Islazul Shopping Centre in Madrid
Castellana is purchasing Islazul from Nutwood Invest, a joint venture between Henderson Park (95%) and Eurofund (5%), at an initial yield of 6.5% and an expected cash-on-cash yield exceeding 8%. The acquisition, which will be fully funded by existing cash resources, is expected to be earnings accretive. Completion is anticipated on 30 April 2026.
This acquisition of the 90,933m² flagship shopping centre, which includes integrated value-add opportunities, aligns with Vukile's strategy of recycling capital into higher-growth Iberian shopping centres. This follows its recent €101 mln acquisition of Berceo Shopping Centre in Longrono.
Islazul's strategic location in a densely populated area of southern Madrid positions it for future growth. It benefits from a catchment area that has seen a 10% population increase in the last decade, outperforming the national average. With over 1.9 million people reachable within a 15-minute drive, the centre attracts approximately 11.5 million visits annually, ensuring robust performance.
The centre boasts excellent public and private transport links, with over half of its visitors arriving on foot or by public transport. A new metro line stop, scheduled to open in 2027, is expected to further boost accessibility.
Key retailers include Inditex brands like Zara, Stradivarius, Lefties, and Pull&Bear, alongside Mango, Primark, MediaMarkt, JD Sports, Homa, Milbby, and Lidl. A strong leisure and food and beverage offering includes 40 establishments like Yelmo Cines, Ilusiona, Burger King, McDonald’s, Tony Roma’s, and Foster’s Hollywood.
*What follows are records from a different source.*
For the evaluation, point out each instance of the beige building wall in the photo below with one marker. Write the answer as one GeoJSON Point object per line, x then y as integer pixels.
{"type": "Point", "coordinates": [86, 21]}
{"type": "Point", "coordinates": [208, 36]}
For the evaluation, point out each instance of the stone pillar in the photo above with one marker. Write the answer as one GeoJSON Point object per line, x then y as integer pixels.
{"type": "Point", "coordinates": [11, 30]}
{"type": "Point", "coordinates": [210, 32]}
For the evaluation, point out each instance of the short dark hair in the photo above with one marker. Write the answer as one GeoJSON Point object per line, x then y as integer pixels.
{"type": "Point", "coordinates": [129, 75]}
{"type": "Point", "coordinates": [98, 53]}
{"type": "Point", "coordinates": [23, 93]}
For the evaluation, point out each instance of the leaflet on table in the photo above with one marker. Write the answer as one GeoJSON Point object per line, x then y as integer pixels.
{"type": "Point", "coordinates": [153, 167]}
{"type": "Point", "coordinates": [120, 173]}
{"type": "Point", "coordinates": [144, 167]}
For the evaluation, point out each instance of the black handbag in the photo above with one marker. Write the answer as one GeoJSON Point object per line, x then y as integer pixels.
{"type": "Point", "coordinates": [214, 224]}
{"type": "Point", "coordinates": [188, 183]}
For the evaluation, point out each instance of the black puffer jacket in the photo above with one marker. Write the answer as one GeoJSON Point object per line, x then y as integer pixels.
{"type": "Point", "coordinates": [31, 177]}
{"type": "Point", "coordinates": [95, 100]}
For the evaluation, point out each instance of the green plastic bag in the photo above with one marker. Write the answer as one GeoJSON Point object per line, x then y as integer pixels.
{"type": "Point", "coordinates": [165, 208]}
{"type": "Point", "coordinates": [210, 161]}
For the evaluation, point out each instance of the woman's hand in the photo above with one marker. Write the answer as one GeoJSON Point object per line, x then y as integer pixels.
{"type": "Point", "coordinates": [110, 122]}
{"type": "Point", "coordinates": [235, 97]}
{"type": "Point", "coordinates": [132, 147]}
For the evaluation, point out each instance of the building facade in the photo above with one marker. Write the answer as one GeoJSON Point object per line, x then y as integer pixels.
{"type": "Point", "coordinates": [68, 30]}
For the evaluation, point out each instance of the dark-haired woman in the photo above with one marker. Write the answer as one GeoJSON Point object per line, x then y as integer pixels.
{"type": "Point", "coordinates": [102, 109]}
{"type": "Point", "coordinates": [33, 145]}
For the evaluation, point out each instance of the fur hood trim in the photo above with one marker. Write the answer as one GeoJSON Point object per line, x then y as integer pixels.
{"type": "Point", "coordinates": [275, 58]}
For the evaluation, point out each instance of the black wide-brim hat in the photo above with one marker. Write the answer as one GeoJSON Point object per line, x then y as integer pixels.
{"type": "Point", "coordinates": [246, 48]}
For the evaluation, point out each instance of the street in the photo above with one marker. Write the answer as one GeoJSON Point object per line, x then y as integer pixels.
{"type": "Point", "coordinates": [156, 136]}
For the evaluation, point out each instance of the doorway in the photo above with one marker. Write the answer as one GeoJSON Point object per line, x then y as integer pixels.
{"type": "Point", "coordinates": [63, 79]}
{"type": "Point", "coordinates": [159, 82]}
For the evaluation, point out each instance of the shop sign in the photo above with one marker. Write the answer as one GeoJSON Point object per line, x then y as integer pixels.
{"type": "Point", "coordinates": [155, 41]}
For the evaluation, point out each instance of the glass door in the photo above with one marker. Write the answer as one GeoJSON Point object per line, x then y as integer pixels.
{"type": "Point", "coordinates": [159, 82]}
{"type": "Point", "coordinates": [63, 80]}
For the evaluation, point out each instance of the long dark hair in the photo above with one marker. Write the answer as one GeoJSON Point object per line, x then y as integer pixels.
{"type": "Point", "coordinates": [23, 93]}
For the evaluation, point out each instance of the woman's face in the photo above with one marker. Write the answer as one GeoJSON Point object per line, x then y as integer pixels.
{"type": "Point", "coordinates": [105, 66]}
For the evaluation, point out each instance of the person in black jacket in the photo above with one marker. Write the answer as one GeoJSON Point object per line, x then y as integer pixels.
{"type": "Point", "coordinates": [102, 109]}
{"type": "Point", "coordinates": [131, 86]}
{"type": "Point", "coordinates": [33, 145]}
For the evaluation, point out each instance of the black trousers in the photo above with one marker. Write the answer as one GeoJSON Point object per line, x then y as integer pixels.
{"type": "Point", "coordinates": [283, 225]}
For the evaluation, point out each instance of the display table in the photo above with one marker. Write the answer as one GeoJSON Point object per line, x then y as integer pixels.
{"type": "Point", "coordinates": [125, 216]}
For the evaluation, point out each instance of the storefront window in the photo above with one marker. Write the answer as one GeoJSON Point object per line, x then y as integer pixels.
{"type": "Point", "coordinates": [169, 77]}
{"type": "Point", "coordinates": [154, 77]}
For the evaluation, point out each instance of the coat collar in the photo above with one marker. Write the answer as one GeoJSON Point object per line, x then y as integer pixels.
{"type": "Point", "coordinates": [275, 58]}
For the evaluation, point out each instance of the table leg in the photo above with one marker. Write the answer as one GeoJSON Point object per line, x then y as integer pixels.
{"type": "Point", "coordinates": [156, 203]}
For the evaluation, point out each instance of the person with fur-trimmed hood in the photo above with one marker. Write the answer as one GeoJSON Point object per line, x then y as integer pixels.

Commenting on the transaction, Laurence Rapp, CEO of Vukile, said: “When the opportunity arose to acquire this institutional-grade asset with attractive growth prospects in a major city that is the powerhouse of Spain’s growth, we were able to move decisively, supported by a favourable cost of capital in South Africa and rotating capital from the sale of our Spanish retail parks portfolio.”